You can't overdose on Martinů: four reissued discs of concertante music for violin and orchestra might sound heavy going but I challenge anyone to get bored. There's an embarrassment of riches here, most of it seldom heard in the UK. You could do worse than start with the sublime Rhapsody-Concerto, soloist Bohuslav Matoušek switching to viola. Martinů characterised his lyrical late period as marking a shift from 'geometry to fantasy', and here the motor rhythms are less prominent while the melodies soar. It's brilliantly performed here, the introspective coda as emotionally charged as any on disc. The two ‘straight’ violin concertos date from 1933 and 1943 respectively. The score of the earlier work was lost and only resurfaced in the late 1960s. No 2 is more striking, its long opening movement containing a superb cantabile melody.

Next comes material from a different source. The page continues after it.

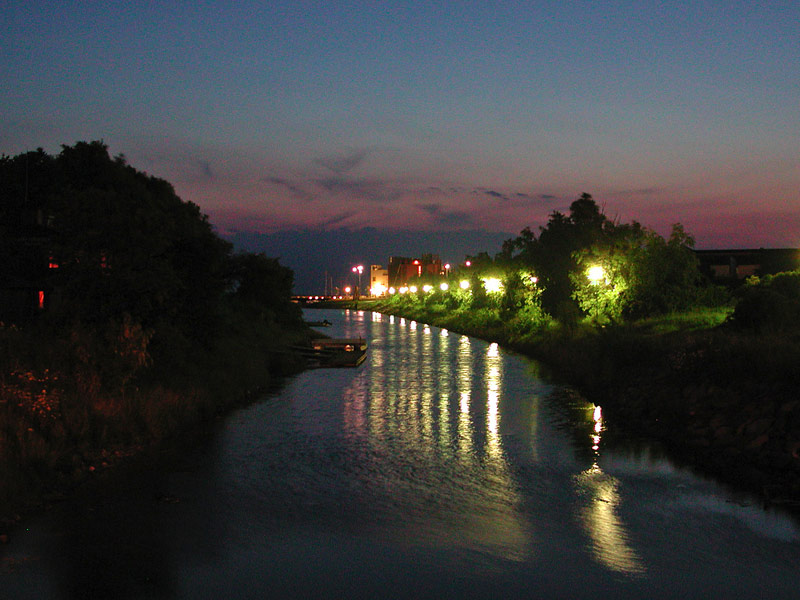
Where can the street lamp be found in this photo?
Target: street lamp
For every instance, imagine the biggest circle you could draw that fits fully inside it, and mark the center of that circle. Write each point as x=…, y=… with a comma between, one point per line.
x=358, y=269
x=596, y=274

The great Fritz Kreisler commissioned Martinů’s Czech Rhapsody but never performed it. It's heard here in an idiomatic arrangement by Jiří Teml, ably recreating Martinů's orchestral luminosity. The brittle Concerto da camera was written in 1941 for Paul Sacher’s Basel Chamber Orchestra. Karel Košárek is the obbligato pianist, teaming up with Matoušek again in an inexplicably neglected Concerto for violin, piano and orchestra. Two versions of the Suite Concertante appear, the second so radically revised that it's effectively a different piece. Plus a concerto for two violins and one for flute, violin and orchestra. You can't imagine this repertoire being handled with more care and affection. The late Christopher Hogwood secures exquisite playing from the Czech Philharmonic and Hyperion's engineering glows. Beautiful.